Le parti qu’il prit, fut de se mettre à la tête de cinq mille cavaliers, et tournant tout à coup vers les magasins où étaient les munitions pour le siège, non seulement il les brûla, mais il enleva tout le butin qu’ils avaient fait, et une partie de leur bagage. Cette perte obligea les Tou fan de lever le siège, et de rentrer au plus tôt sur leurs terres.

Ils demeurèrent pendant cinq ans dans l’inaction, ne songeant qu’aux préparatifs d’une nouvelle guerre.

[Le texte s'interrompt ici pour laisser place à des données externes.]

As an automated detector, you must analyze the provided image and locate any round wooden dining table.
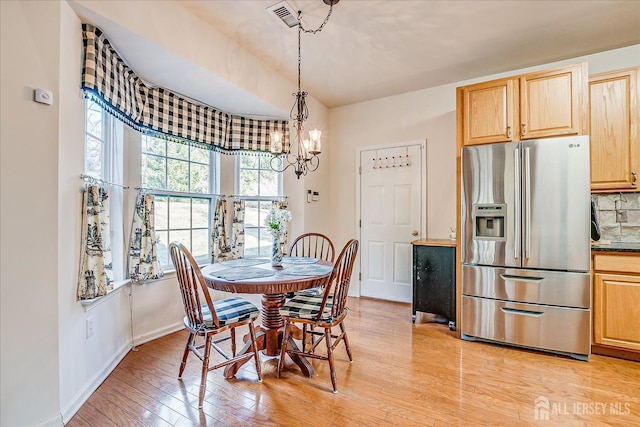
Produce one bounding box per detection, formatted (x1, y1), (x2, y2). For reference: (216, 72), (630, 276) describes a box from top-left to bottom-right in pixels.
(201, 257), (333, 378)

Au bout de ce temps-là ils mirent en campagne une armée formidable, qui s’étant partagée vint fondre presque en même temps sur les terres de King tcheou et de Ping tcheou.

Ces nombreuses troupes n’eurent pas de peine à défaire plusieurs corps de troupes impériales ; le brave Ma lin qui les avait chassés auparavant de Fong tsiang, fut battu de même que les autres officiers généraux ; mais enfin le général Co tsey les défit entièrement dans une embuscade qu’il avait dressée sur leur passage, et les mit en fuite.


779.

Cette défaite inspira au roi des Tou fan des projets plus pacifiques : il envoya à la Chine une ambassade plus nombreuse que magnifique. L’ambassadeur avait cinq cents hommes à sa suite. L’empereur pour le mortifier le retint longtemps à la cour, sans lui donner audience, et sans le congédier. Une si désagréable réception choqua fort le roi des Tou fan et il se disposait à en tirer vengeance, lorsque l’empereur vint à mourir.

Un des premiers soins de son fils nommé Te tsong qui lui succéda à l’empire, fut de délibérer sur la manière de renvoyer l’ambassadeur et sa suite. Il prit une conduite toute différente de celle de son prédécesseur : il régala les principaux de l’ambassade, il leur fit donner et à tous ceux de sa suite de riches habits à proportion du rang qu’ils tenaient, il les combla de présents, et les fit conduire par un de ses officiers nommé Ouei ling. Cet officier avait ordre de justifier le peu d’égard qu’on avait eu pour ses ambassadeurs, en rejetant ce qu’il y avait d’odieux sur leur mauvaise conduite, et sur leur suite trop nombreuse.

Ouei ling contre son attente fut reçu non seulement avec honneur, mais encore avec une magnificence qui surprit l’empereur, et lui donna de l’estime pour cette cour. Il fut défrayé et renvoyé avec un ambassadeur chargé de riches présents qu’il fit à l’empereur de la part du roi son maître, avec promesse de ne rien faire désormais qui pût rompre la bonne intelligence où il voulait être avec l’empire de sorte que la cour ne doutant plus que cette réconciliation ne fût sincère, se persuada trop aisément qu’il n’y avait plus de trouble à craindre de la part des Tou fan.


786.

Cependant le roi mourut : Tsang po son successeur ne fut pas plus tôt sur le trône, qu’il mit son armée en campagne avec ordre d’entrer dans le Chen si. Elle arriva plus tôt qu’on ne put s’en apercevoir ; et elle défit dans sa marche tout ce qu’elle rencontra des troupes impériales jusqu’à la ville de Kien tching, appelée maintenant Kien yang.